Bueno, pensó Rumata, no pensemos más en ello. Sobre todo por la mañana. ¡Al infierno con Don Tameo! El alma se me ha ido colmando de amargura, y estoy tan solo que no sé dónde verterla. Sí, solo. Éramos fuertes, poseíamos seguridad, pero ¿llegamos a pensar acaso en que aquí íbamos a encontrar esta soledad? Y nadie lo cree. Amigo Antón, ¿qué es lo que te ocurre? Al oeste, a tres horas de vuelo, tienes a Alexandr Vasílievich, un hombre bueno e inteligente, y al oeste está Pashka, tu compañero de escuela durante siete años, tu fiel y alegre amigo. Lo que ocurre es que estás amargado, Toshka. Es una lástima, por supuesto: te creíamos fuerte; pero ¿a quién no le ocurre? El trabajo es infernal, lo comprendemos. Regresa a la Tierra, descansa, ocúpate de la teoría y más tarde veremos…

Y hablando de ello, Alexandr Vasílievich es un dogmático cien por cien. Como la teoría básica no prevé a los Grises («Amigo mío, en los quince años que llevo aquí no he notado tales divergencias con la teoría»), eso quiere decir que las Hordas Grises son fruto de mi imaginación.

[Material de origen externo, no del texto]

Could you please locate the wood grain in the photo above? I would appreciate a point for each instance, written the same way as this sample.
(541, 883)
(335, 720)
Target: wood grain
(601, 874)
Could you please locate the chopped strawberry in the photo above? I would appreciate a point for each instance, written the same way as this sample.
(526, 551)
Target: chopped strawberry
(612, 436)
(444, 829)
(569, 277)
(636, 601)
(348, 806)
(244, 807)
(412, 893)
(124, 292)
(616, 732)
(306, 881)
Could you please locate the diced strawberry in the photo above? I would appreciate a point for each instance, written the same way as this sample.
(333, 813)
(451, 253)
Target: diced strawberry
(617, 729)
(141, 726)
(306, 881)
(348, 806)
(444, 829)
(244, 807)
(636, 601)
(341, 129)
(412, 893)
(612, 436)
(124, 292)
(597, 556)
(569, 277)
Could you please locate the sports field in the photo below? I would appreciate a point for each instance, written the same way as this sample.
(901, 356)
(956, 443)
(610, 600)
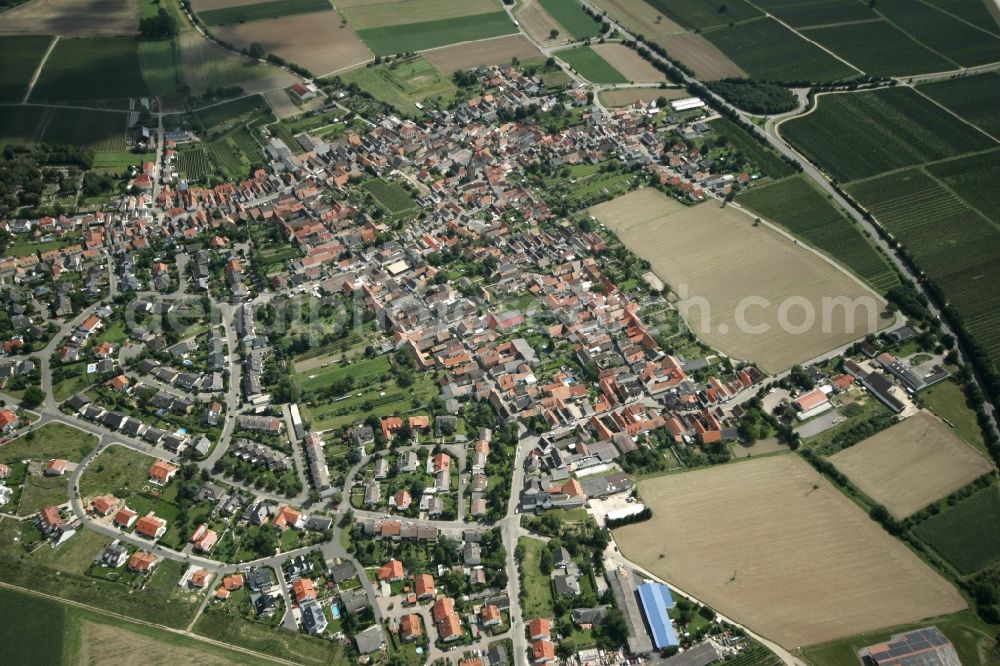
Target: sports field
(858, 135)
(71, 18)
(797, 205)
(911, 464)
(768, 51)
(587, 63)
(736, 300)
(975, 98)
(496, 51)
(701, 55)
(91, 69)
(318, 41)
(968, 533)
(628, 63)
(770, 543)
(22, 54)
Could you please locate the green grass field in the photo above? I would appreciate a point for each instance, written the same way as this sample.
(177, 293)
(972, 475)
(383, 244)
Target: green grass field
(262, 11)
(858, 135)
(392, 39)
(700, 14)
(964, 44)
(390, 195)
(402, 83)
(973, 640)
(968, 533)
(52, 440)
(975, 98)
(768, 51)
(879, 48)
(31, 628)
(801, 208)
(570, 15)
(21, 57)
(591, 66)
(91, 69)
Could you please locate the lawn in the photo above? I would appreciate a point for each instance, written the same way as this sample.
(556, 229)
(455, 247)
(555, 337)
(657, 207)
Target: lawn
(858, 135)
(975, 98)
(22, 54)
(768, 51)
(948, 401)
(797, 205)
(263, 10)
(52, 440)
(91, 69)
(588, 64)
(570, 15)
(117, 470)
(966, 534)
(392, 39)
(536, 591)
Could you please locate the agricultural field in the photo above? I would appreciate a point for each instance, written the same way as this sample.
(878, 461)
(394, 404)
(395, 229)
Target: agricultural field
(798, 206)
(768, 51)
(72, 18)
(587, 63)
(263, 10)
(879, 48)
(698, 14)
(629, 96)
(967, 533)
(911, 465)
(964, 44)
(392, 39)
(91, 69)
(858, 135)
(52, 440)
(787, 554)
(22, 54)
(975, 98)
(320, 42)
(390, 196)
(701, 252)
(707, 61)
(805, 13)
(953, 243)
(628, 63)
(496, 51)
(570, 15)
(402, 83)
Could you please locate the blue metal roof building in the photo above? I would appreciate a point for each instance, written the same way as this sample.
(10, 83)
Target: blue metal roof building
(656, 601)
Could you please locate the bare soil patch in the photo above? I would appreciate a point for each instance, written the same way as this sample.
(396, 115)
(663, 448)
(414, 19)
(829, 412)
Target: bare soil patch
(628, 96)
(628, 62)
(539, 24)
(488, 52)
(775, 546)
(315, 41)
(911, 464)
(745, 290)
(72, 18)
(707, 61)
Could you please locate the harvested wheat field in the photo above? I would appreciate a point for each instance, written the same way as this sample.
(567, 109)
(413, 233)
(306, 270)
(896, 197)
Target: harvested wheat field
(747, 290)
(72, 18)
(911, 464)
(538, 23)
(628, 96)
(701, 55)
(773, 545)
(315, 41)
(628, 62)
(639, 18)
(496, 51)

Y eso quiere decir que mis nervios empiezan a flaquear, estoy sometido a una excesiva tensión, debo retirarme a descansar. «Bien, de acuerdo, prometo que iré personalmente a ver lo que ocurre y daré mi opinión. Pero mientras tanto, Don Rumata, os ruego que no cometáis ningún exceso». Y Pashka, mi amigo de la infancia, adoptó un tono erudito, de especialista, de pozo de sabiduría, y empezó a divagar sobre la historia de los dos planetas, y demostró fácilmente que el Movimiento Gris no era más que una simple y previsible forma de oposición de la burguesía contra los barones. «Sí, dentro de unos días te haré una visita, y veremos lo que ocurre. Estoy hondamente preocupado por la suerte de Budaj». Muchas gracias. Y no te preocupes: me ocuparé personalmente de Budaj, ya que al parecer no sirvo para otra cosa.

El muy erudito doctor Budaj, nativo de Irukán, era un gran médico al que el duque de Irukán estuvo a punto de concederle un título nobiliario, antes de cambiar de opinión y encerrarlo en una mazmorra. Budaj era el mejor toxicólogo del Imperio, el autor de un tratado famosísimo: De las hierbas y algunas gramíneas que de forma misteriosa pueden producir aflicción, alegría o tranquilidad, así como de la saliva y los jugos de los reptiles, de las arañas y del jabalí pelado, que tienen las mismas y otras muchas propiedades. Indudablemente, Budaj era un auténtico intelectual, un humanista convencido y una persona desinteresada. Todos sus bienes se reducían a un saco lleno de libros. ¿Quién podía necesitar del doctor Budaj en aquel país oscuro, ignorante y encallado en el sangriento tremedal de las conspiraciones y la codicia?

Supongamos que estás vivo y te encuentras en Arkanar. No podemos excluir el que te hayan apresado los salteadores bárbaros que bajan de las estribaciones de la Cordillera Roja del Norte. Por si fuera así, Don Kondor piensa ponerse en contacto con nuestro amigo Shushtu-letidovodus, especialista en la historia de las civilizaciones primitivas, que ahora trabaja seriamente como hechicero epiléptico con el cabecilla de estos bárbaros, que ostenta un nombre con cuarenta y cinco sílabas. Si realmente estás en Arkanar, en primer lugar puedes haber caído en manos de la gente de Vaga Kolesó, aunque no como presa principal, sino secundaria, ya que a ellos les interesará más tu ilustre acompañante. Pero sea como sea no te matarán: Vaga Kolesó es demasiado tacaño como para eso.